Normal aging results in cognitive changes that frequently fall within the realm of executive function (EF)1 and may indicate an increased risk of neurodegenerative disease. Precise measurements that illuminate mechanisms of EF changes find use as new tools for assessing cognitive decline.
One candidate measurement is the antisaccade (AS) task, a test of inhibitory control. Performance on this task is strongly correlated with neuropsychological tests of EF in multiple diseases, including schizophrenia2–4 and dementias such as Alzheimer disease (AD) and frontotemporal degeneration.5,6 AS performance is controlled by a well-described frontoparietal cortical network7–9; normal elderly (NE) with impaired AS performance have impaired EF and subtle structural alterations in this network.10 Because the AS task is sensitive to presymptomatic neurodegeneration in other diseases,11 we hypothesized NE with impaired AS performance might have presymptomatic AD or a related disorder.

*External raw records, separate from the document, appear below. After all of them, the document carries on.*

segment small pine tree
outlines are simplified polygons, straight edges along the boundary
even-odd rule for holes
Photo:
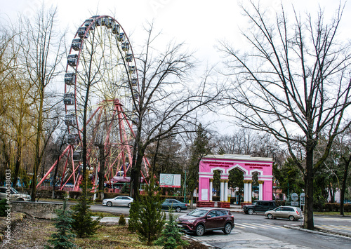
[[[121,216],[119,216],[119,220],[118,220],[118,224],[120,226],[126,225],[126,218],[124,218],[124,215],[121,215]]]
[[[7,205],[6,199],[2,199],[0,201],[0,217],[5,217],[7,215],[6,208],[5,207]]]
[[[166,220],[161,211],[162,199],[158,189],[152,179],[139,201],[134,200],[129,213],[129,230],[135,229],[139,239],[150,245],[161,233]]]
[[[128,230],[131,232],[135,232],[137,227],[140,226],[139,220],[139,202],[134,200],[129,209],[129,221],[128,222]]]
[[[58,217],[54,219],[55,227],[57,231],[51,234],[51,238],[48,241],[53,245],[54,249],[69,249],[77,247],[72,242],[76,236],[72,232],[72,224],[74,220],[72,218],[72,211],[67,209],[66,198],[63,201],[62,209],[55,210]],[[47,248],[53,248],[46,246]]]
[[[79,238],[88,237],[96,234],[100,220],[102,218],[99,217],[95,220],[93,220],[91,217],[93,213],[87,202],[88,200],[83,195],[79,202],[72,207],[74,211],[72,218],[74,220],[72,227]]]
[[[174,220],[173,210],[171,209],[169,210],[169,220],[164,226],[161,236],[155,241],[154,244],[162,246],[164,249],[181,248],[189,244],[181,237],[180,229],[178,227],[177,222]]]

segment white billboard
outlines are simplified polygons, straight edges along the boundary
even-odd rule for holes
[[[160,174],[159,187],[180,187],[180,175]]]

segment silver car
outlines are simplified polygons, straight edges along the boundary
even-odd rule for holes
[[[13,187],[8,189],[6,187],[0,187],[0,199],[6,198],[6,191],[10,194],[10,199],[11,201],[29,201],[31,200],[29,194],[21,194]]]
[[[119,196],[110,199],[104,199],[102,205],[106,205],[109,207],[112,206],[126,206],[131,208],[133,198],[126,196]]]
[[[298,207],[280,206],[272,210],[265,213],[265,216],[269,219],[283,218],[289,219],[291,221],[303,218],[301,210]]]

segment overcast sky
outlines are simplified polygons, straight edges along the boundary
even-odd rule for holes
[[[185,42],[204,67],[220,61],[216,48],[218,41],[229,41],[236,49],[240,49],[243,40],[239,28],[247,28],[238,2],[248,0],[44,0],[44,5],[58,8],[58,20],[63,29],[68,28],[67,40],[73,39],[78,27],[91,15],[109,15],[121,25],[132,46],[144,43],[143,26],[154,22],[155,29],[162,31],[162,42],[171,39]],[[338,8],[338,0],[261,0],[261,6],[272,18],[281,10],[283,2],[286,12],[291,13],[292,6],[304,16],[309,12],[316,13],[320,6],[324,9],[327,22]],[[15,23],[18,16],[35,15],[42,0],[0,0],[0,24]],[[293,18],[292,16],[291,16]],[[351,0],[346,4],[342,22],[342,35],[350,39],[351,30]],[[137,52],[138,53],[138,52]]]
[[[171,39],[185,41],[190,50],[197,51],[200,61],[209,64],[219,60],[216,45],[225,39],[233,44],[241,43],[240,27],[245,29],[245,19],[238,2],[248,0],[44,0],[48,8],[58,8],[58,20],[62,27],[68,27],[74,34],[83,22],[92,15],[114,16],[133,41],[132,46],[143,43],[142,28],[147,21],[154,22],[156,29],[162,30],[165,43]],[[19,13],[33,16],[42,0],[0,0],[0,18],[15,22]],[[282,0],[288,11],[293,4],[298,11],[316,13],[319,5],[332,14],[338,0]],[[261,0],[261,5],[272,14],[280,9],[280,0]],[[350,23],[351,1],[347,3],[343,23]],[[274,16],[274,15],[272,15]],[[349,21],[347,21],[347,20]],[[350,31],[349,27],[347,27]],[[350,32],[349,32],[350,34]],[[350,37],[350,36],[349,36]],[[207,60],[208,62],[207,62]]]

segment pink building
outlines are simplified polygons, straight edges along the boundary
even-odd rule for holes
[[[199,169],[199,206],[213,206],[212,189],[213,171],[220,171],[220,201],[219,206],[228,207],[227,191],[229,172],[238,168],[244,174],[244,202],[251,203],[252,174],[258,173],[259,199],[272,199],[272,158],[251,157],[246,155],[207,155],[200,161]]]

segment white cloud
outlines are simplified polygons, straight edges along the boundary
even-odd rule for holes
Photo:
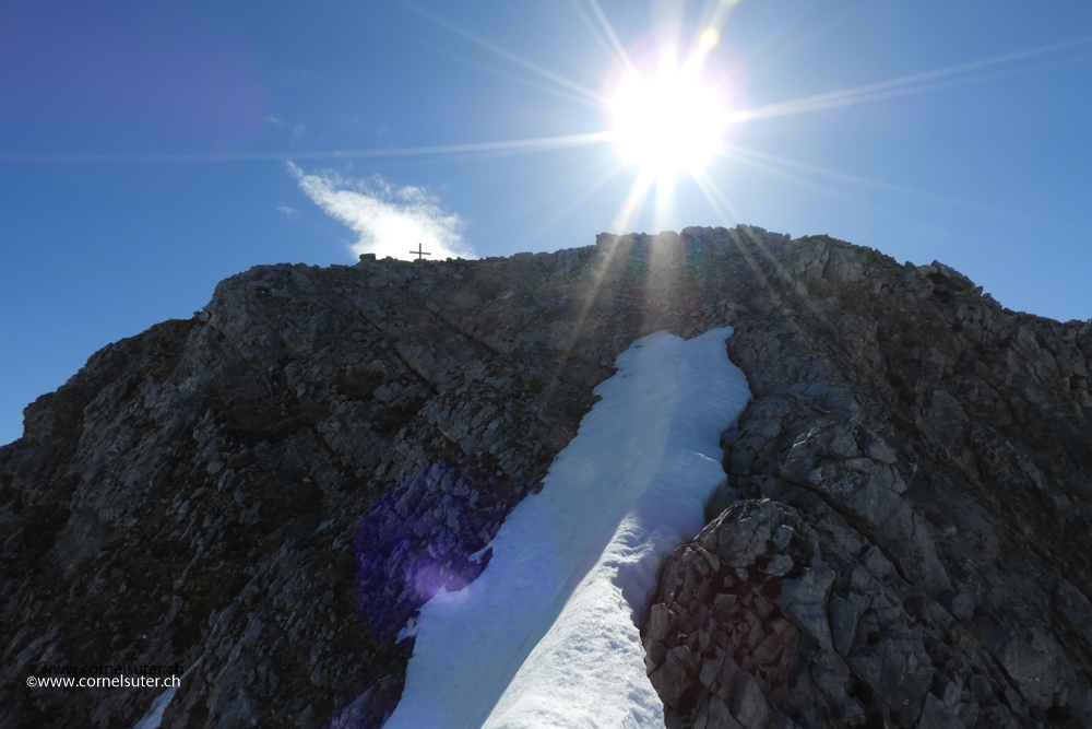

Individuals with mild cognitive impairment (MCI) have clear cognitive deficits but are able to maintain their function in activities of daily living.12 A diagnosis of MCI indicates decline in one or more cognitive domains, usually memory, but sometimes including executive dysfunction.13 The development of executive dysfunction in amnestic MCI is associated with conversion to AD dementia, suggesting that processes reflected by EF may help compensate for other cognitive deficits in the setting of neurodegeneration.14 We hypothesized that AS performance in MCI would reflect the severity of EF impairment and underlying AD pathology and would be associated with reduced cortical gray matter thickness in brain “AD signature” regions.15
METHODS
Subjects.
One hundred eighty-two voluntary subjects (aged 48–86 years; 83 male, 99 female) were evaluated at the University of California, San Francisco (UCSF) Memory and Aging Center. All subjects underwent neurologic examinations, neuropsychological testing, and eye movement measurements. Additionally, most subjects had MRI scans of their brains. Subjects were divided into 3 diagnostic groups based on their neurologic status: cognitively NE (n = 118), patients with MCI (n = 36), and patients with AD dementia (n = 28). APOE ε4 genotypes were determined as previously described.16 Demographic information is shown in table 1.
Table 1.
Participant demographics and neuropsychological measures
Standard protocol approvals, registrations, and patient consents.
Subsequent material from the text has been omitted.